With core customers buffeted by multiple economic pressures, Target reported a 5.4% drop in comparable quarterly sales -- its first decline in six years. The company also said some of the sales decline stemmed from angry conservative customers, who boycotted the company because of its Pride merchandise collection.
Second-quarter revenue decreased 4.9% to $24.8 billion, with digital sales sinking 10.5%. Net earnings, however, soared to $835 million, a 357% increase from last year’s $183 million, thanks to a much-leaner inventory position and the retailer’s agility in rapidly responding to shifting trends.
On a conference call webcast for investors, executives at the Minneapolis-based mass retailer painted a picture of shoppers who are making tough choices. Increasingly, they skip discretionary purchases, like clothing and home items, for purchases in high-frequency categories, including food, beverage and packaged goods.
advertisement
advertisement
“In addition, consumers are choosing to increase spending on services like leisure travel, entertainment, and food away from home, putting near-term pressure on discretionary products,” said Brian Cornell, Target’s chairman and chief executive officer, on the call.

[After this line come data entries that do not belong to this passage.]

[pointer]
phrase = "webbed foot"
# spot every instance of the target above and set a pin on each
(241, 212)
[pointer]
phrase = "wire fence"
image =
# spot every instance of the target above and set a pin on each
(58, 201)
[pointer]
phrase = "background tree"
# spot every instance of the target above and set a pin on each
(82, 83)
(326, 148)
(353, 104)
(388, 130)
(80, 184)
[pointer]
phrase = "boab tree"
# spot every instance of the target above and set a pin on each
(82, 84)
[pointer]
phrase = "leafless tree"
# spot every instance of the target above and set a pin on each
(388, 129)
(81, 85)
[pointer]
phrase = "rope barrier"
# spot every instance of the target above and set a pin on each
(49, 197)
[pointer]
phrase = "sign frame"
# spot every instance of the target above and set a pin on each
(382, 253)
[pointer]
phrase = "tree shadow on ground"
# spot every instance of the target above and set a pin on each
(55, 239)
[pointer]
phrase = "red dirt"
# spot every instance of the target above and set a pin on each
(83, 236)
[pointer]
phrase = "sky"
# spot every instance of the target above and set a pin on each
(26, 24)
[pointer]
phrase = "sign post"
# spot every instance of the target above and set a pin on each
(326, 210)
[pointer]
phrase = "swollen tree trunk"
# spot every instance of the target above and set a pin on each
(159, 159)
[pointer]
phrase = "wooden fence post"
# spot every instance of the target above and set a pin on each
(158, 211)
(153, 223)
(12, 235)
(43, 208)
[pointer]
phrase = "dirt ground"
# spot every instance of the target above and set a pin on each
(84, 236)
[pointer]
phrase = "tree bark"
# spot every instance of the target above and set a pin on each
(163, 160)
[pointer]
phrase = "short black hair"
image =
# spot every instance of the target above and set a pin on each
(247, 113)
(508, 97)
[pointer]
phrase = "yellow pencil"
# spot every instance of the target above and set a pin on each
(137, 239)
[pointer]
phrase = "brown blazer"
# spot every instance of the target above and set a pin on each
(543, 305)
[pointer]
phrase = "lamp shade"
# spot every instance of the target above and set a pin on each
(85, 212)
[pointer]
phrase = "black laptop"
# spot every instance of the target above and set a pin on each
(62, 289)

“The rollback of government efforts to support consumers during the pandemic, including stimulus payments, enhanced child care tax credits, and the suspension of student loan payments, presents an ongoing headwind that consumers continue to manage.”
The backlash against Target’s Pride merchandise also bit into sales. The company has offered Pride merchandise for 10 years, and it has long promoted itself as an LGBTQ-friendly employer.
“After the launch of the assortment this year, members of our team began experiencing threats and aggressive actions that affected their sense of safety and well-being while at work,” Cornell said. “I want to make it clear, we denounce violence and hate of all kinds. And the safety of our team and our guests is our top priority. So, to protect the team in the face of these threatening circumstances, we quickly made changes.”
But the company is not backing away from Pride -- at least, not exactly. “Pride is one of many heritage moments that are important to our guests and our team, and we'll continue to support these moments in the future,” Cornell said.
Still, things will change. Customers say Target is their “happy place, somewhere they can go to escape and recharge,” Cornell added. Future celebrations will “navigate an ever-changing operating and social environment.”
Over on X, conservatives who had urged the boycott were taking a victory lap with plenty of “Go woke, go broke” posts.
“It’s impossible to say with any specificity how and whether Target’s Pride challenges led to recent market cycles,” says Bob Witeck, founder of Witeck Communications, which specializes in the LGBTQ market, in an email to Marketing Daily. “It’s painfully clear that the brand was aggressively singled out with in-store assaults and threats of violence against associates as well as online harassment. None or very little of this might have erupted without instigation and harmful intent.”
Cornell’s remarks are vague enough to draw a line under Target’s damned-if-you-do predicament. It’s hard to imagine any interpretation of Pride that will make conservatives think of Target as a happy place. And it’s equally difficult to envision how LGBTQ employees and shoppers will feel like smiling at the company’s decision to tone Pride down.
Witeck
thinks if any brand can thread that needle, it might be Target. “Target’s legacy, policies and practices are still beyond reproach as a fair-minded and LGBTQ-friendly retailer and
employer,” he says. He anticipates the company will find a “path forward to remain a successful retailer that welcomes all.”